Alfabeto segnico. Sergi Barnils, Giuseppe Capogrossi, Achille Perilli e Joan Hernández Pijuan
Dal 15 Settembre 2017 al 29 Ottobre 2017
Milano
Luogo: Fondazione Stelline
Indirizzo: corso Magenta 61
Orari: Martedì – Domenica, 10 - 20 (chiuso il lunedì)
Curatori: Alberto Fiz
Enti promotori:
- Regione Lombardia
- Comune di Milano
Costo del biglietto: ingresso gratuito
Telefono per informazioni: +39.02.45462.411
E-Mail info: fondazione@stelline.it
Sito ufficiale: http://www.stelline.it/
Fino al 29 ottobre 2017, alla Fondazione Stelline, un progetto espositivo che coinvolge Italia e Spagna con quattro artisti di generazioni differenti impegnati nella ricerca di un segno primario.
Sergi Barnils, Giuseppe Capogrossi, Achille Perilli e Joan Hernández Pijuan sono i protagonisti di Alfabeto segnico, mostra a cura di Alberto Fiz, che ha lo scopo di rintracciare le strutture testuali che si celano all’interno dell’immagine in base a un percorso che parte dal 1950 per arrivare sino a oggi.

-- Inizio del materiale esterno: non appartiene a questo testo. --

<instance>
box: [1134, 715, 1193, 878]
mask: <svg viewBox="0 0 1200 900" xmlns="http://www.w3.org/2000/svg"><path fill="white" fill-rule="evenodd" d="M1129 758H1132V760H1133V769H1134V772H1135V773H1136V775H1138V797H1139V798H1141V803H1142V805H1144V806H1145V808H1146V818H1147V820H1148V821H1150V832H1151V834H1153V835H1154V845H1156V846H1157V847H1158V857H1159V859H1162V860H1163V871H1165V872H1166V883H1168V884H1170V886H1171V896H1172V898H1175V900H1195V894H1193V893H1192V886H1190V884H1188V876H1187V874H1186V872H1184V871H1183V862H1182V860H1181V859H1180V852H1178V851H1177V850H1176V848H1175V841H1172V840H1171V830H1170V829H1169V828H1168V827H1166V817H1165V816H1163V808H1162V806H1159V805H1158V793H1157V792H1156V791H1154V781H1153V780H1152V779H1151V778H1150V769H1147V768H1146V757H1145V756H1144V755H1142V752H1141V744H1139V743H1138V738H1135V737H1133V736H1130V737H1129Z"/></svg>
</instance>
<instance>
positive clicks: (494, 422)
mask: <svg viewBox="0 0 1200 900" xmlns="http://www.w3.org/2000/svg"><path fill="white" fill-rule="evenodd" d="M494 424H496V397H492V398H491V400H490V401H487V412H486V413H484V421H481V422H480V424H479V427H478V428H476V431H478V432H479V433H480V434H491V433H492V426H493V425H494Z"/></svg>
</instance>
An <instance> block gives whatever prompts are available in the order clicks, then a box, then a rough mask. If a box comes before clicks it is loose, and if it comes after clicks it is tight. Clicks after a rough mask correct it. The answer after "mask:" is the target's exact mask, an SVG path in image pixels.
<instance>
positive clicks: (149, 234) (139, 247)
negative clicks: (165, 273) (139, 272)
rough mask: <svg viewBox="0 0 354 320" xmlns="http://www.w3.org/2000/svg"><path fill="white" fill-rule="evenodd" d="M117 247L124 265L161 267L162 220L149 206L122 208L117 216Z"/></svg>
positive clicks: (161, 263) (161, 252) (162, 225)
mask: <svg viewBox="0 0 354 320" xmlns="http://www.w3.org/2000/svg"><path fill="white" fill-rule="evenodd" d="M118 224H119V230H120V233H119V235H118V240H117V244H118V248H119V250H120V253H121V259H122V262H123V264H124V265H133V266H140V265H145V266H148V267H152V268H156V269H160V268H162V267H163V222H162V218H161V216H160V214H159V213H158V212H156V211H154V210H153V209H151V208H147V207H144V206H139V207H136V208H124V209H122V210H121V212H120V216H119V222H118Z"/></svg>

Non scrittura, ma una forma-segno che si pone come atto creativo superando il dato appartenente alla realtà sensibile. Gli artisti in mostra, pur nelle differenze dei loro percorsi stilistici, sono legati da un sottile filo rosso evidenziato dall’aggregazione costante degli elementi in una continua rivitalizzazione del segno archetipale che determina un progressivo allargamento dello spazio dipinto.
Sono circa 40 le opere esposte, provenienti da importanti collezioni pubbliche e private, attraverso cui indagare un processo linguistico in continua evoluzione che sviluppa, nel tempo, una serie di varianti e combinazioni riscontrabili nelle opere di Sergi Barnils e Joan Hernández Pijuan, due artisti che hanno saputo reinterpretare la lezione dell’immediato dopoguerra rinnovando la dimensione germinale e primaria di un immaginario libero da condizionamenti ideologici. Le trame irregolari di Pijuan, che evocano i percorsi di un paesaggio scavato nella materia pittorica, sono accostabili ai graffiti di Perilli, intesi come mappe segrete. Barnils, invece, affolla la superficie di un segno miniaturizzato che si ripete in un mantra liberatorio in cui la pittura contiene emozioni, ironia e un’infinità di combinazioni imprevedibili. Pur partendo da presupposti differenti rispetto a Capogrossi, non c’è dubbio che si ritrovi in entrambi la tensione verso un’ars combinatoria che conduce verso “la proliferante molteplicità di ciò che ci circonda, imponendo la riorganizzazione spaziale con l’uso sapiente di un segno che assume significato e valore universale”.
Dopo Milano, la mostra si sposterà al CaMeC di La Spezia.